# Casting setup question...



## fisherman41 (Jun 14, 2013)

I am coming to Florida soon for my first surf fishing experience, and have been reading up on this forum, but have never posted until now. If I am going to be throwing a simple off the ground cast, but I want to use a double dropper rig, do I simply tie the shock leader to my main line, then tie the shock leader to a swivel and tie the double dropper rig after the shock leader? Wasn't sure if having the rig tied after the shock leader would eliminate the usefulness of the shock leader all together.
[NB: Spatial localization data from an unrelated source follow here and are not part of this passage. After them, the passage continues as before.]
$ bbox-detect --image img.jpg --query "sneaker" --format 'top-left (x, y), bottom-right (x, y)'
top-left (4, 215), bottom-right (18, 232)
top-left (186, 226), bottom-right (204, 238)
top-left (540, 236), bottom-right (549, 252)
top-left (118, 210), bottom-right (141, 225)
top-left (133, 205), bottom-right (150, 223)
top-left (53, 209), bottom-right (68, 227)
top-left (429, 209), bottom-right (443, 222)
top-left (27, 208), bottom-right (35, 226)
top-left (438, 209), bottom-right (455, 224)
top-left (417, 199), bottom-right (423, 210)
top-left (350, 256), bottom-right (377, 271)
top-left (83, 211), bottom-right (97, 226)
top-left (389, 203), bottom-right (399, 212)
Thanks


----------



## Blazerz65 (Mar 22, 2013)

That will work fine, I got 30 pound braid, then 150 lb mono.


----------



## holicori (Dec 26, 2012)

The hell do you have 150lb mono for?


----------



## Charlie2 (Oct 2, 2007)

*Casting Setup*



holicori said:


> The hell do you have 150lb mono for?


You gotta think BIG! :thumbsup: C2


----------



## NoMoSurf (Oct 2, 2007)

For the surf, you don't need a shock leader unless you are targeting sharks. Just some 12-12lb mainline and a swivel to your dropper rig.


----------



## slipfloater (May 29, 2013)

It was our first time to surf fish last week and we used 25lb for the main line and swivel and dropper also 25lb. 3oz pyramid or 2oz on bottom. Seemed to work.


----------



## johnf (Jan 20, 2012)

I use 10# and 30# braid on my surf poles except for the shark pole. The only thing you could call a shock leader is the weedeater line on the shark leader. The other poles get tied to a swivel and attached to whatever I'm throwing. I did get a break off on a little shark throwing a kastaway for ladyfish and trout.


----------